Transport via hydrogen pipelines
Pipelines are one way of transporting the hydrogen produced to hydrogen refueling stations or industrial plants. So far, the worldwide network of hydrogen pipelines measures around 4,300 km. In the future, the infrastructure will be further expanded, also through publicly funded projects such as the “European Hydrogen Backbone.” By 2040, up to 53,000 km of pipeline will be laid in a total of 28 countries as part of the European project.
Initially, the pipelines might transport a mixture of hydrogen and natural gas. Gradually, however, pure H2 pipelines will emerge within 20 years. These will be a central component of H2 transport. Voith is using its existing expertise in new drive technologies for hydrogen pipelines.
Storage in high-pressure hydrogen tanks
In order to use hydrogen on board a vehicle, it must be stored in smaller quantities. This is achieved with the help of specially developed gas storage tanks. These must meet high safety standards, as they are filled with the highly flammable hydrogen at up to 700 bar. Particularly in the case of hydrogen vehicles, whether hydrogen fuel cells or hydrogen combustion engines, such tanks must also be able to withstand accidents. Because of these factors, gas storage tanks are one of the most challenging system components in hydrogen vehicles.

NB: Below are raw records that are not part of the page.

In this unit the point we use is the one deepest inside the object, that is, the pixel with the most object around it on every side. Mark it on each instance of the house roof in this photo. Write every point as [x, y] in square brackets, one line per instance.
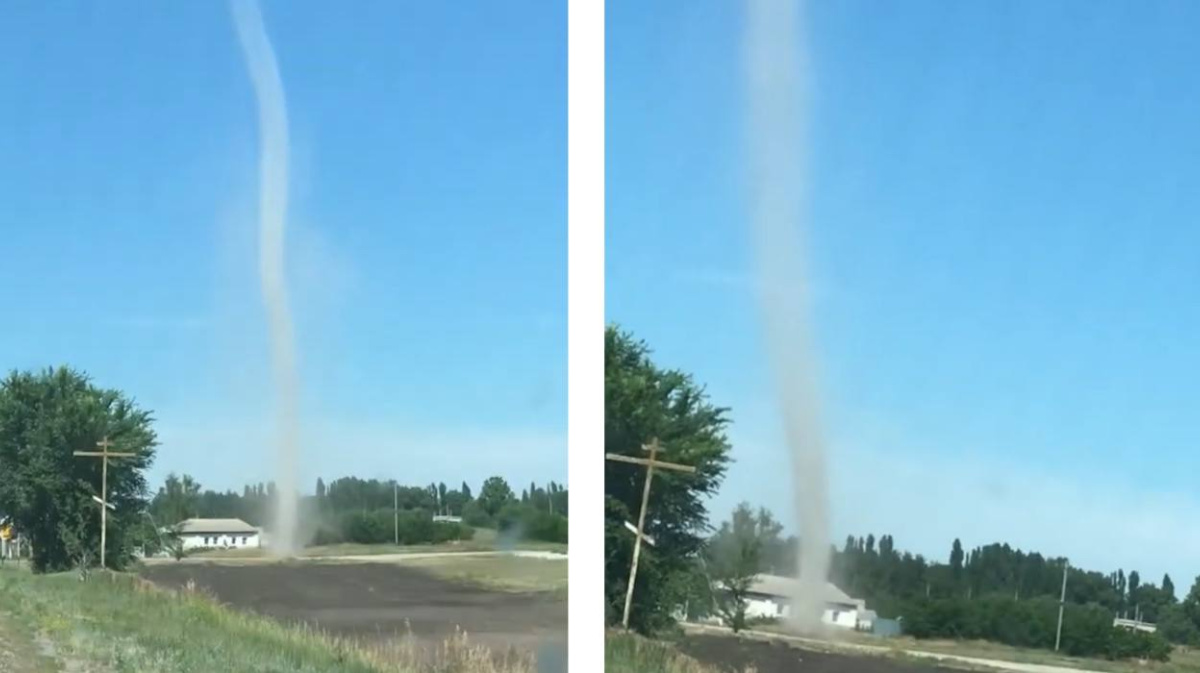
[215, 526]
[789, 587]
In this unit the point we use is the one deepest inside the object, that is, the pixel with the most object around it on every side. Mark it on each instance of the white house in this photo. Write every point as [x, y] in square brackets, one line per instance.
[1134, 625]
[771, 596]
[217, 533]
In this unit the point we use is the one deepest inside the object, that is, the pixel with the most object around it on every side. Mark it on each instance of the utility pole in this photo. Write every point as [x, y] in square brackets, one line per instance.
[651, 463]
[1062, 602]
[103, 455]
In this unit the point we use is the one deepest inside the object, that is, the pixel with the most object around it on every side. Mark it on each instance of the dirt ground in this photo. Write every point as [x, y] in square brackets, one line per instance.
[375, 601]
[729, 653]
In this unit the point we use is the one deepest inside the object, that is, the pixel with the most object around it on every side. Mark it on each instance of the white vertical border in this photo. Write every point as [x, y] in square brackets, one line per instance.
[585, 331]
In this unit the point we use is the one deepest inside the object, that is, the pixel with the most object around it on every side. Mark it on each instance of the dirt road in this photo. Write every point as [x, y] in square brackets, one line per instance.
[377, 600]
[774, 650]
[727, 653]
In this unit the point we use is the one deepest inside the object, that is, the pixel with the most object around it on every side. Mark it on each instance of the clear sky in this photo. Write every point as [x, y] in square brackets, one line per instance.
[1003, 252]
[426, 241]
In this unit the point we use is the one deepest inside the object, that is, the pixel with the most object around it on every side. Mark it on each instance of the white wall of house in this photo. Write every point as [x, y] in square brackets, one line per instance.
[766, 606]
[840, 616]
[219, 540]
[759, 606]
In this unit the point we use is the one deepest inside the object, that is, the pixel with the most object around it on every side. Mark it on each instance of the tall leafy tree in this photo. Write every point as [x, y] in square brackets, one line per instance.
[45, 418]
[178, 499]
[495, 494]
[735, 559]
[643, 402]
[957, 559]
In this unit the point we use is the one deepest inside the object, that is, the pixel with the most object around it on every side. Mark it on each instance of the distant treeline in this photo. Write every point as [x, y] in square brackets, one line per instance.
[1002, 594]
[357, 510]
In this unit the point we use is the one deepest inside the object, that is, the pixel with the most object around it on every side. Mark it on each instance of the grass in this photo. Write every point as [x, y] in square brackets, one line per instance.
[504, 574]
[1182, 659]
[628, 653]
[121, 624]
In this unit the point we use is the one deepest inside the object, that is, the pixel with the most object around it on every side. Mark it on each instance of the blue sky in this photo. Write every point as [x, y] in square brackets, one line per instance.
[426, 239]
[1002, 257]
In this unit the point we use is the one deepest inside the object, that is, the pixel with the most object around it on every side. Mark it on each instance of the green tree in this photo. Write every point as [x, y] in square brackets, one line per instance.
[643, 402]
[735, 557]
[495, 494]
[45, 418]
[178, 499]
[957, 560]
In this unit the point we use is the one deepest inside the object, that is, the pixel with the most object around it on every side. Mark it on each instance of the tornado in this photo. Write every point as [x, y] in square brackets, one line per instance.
[273, 206]
[775, 127]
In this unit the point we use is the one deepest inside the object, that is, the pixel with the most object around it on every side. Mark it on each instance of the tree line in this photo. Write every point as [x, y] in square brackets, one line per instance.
[365, 510]
[47, 491]
[994, 592]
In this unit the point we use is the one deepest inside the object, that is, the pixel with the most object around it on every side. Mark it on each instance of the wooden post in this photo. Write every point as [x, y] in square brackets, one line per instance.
[653, 462]
[103, 455]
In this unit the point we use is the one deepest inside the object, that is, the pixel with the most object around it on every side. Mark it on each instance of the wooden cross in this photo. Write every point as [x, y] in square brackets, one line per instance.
[103, 455]
[649, 463]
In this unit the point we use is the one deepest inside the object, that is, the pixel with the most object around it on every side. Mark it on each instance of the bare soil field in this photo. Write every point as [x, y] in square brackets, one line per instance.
[727, 653]
[375, 601]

Voith is working on the next generation of high-pressure hydrogen tanks for fuel cell vehicles that can meet these requirements: The inner part of the tank is made of plastic. Carbon fiber reinforced plastic (CFRP) is stretched around the inner part using the finite element method (FEM) and winding simulations. This makes the new tanks cheaper, lighter and more resilient.
Utilization by means of hydrogen fuel cells
The electrolysis that previously separated hydrogen and oxygen must be reversed to release energy from hydrogen. The hydrogen from the hydrogen tank reacts with the oxygen in the air to form water as a “clean” waste product. This process occurs in a fuel cell: During the chemical reaction at the anode and cathode, chemical energy is converted into electrical energy.
In continuous operation, the electricity generated is not only fed directly into the drive, but parts are also temporarily buffered in a battery. This offers an advantage in that peak loads during acceleration are covered and braking energy can be stored in the battery at the same time.
Components for the hydrogen-electric powertrain
Regardless of whether the electrical energy is generated by hydrogen fuel cells or comes only from the battery in purely electric vehicles, it must be converted into kinetic energy at the wheel via an electric drive train.
Voith has developed a complete electric driveline for city buses for this (“Voith Electrical Drive System”) that has already been introduced to the market in purely battery-electric vehicles. The driveline for truck applications with the core components traction converter, central electric motor and transmission is currently under development and will be available from 2023 on.
Voith relies on green hydrogen
The topic of hydrogen production and use is of great importance to Voith. That is why the company is continuously expanding its involvement in all relevant areas of the hydrogen value chain.
The points of contact are manifold: Voith experts from the areas of hydropower, drive technology and Voith Composites are working on strategies and concepts to develop innovative ideas into future-proof and marketable technologies in the field of hydrogen utilization. Voith is thus making a vital contribution to the decarbonization of industry.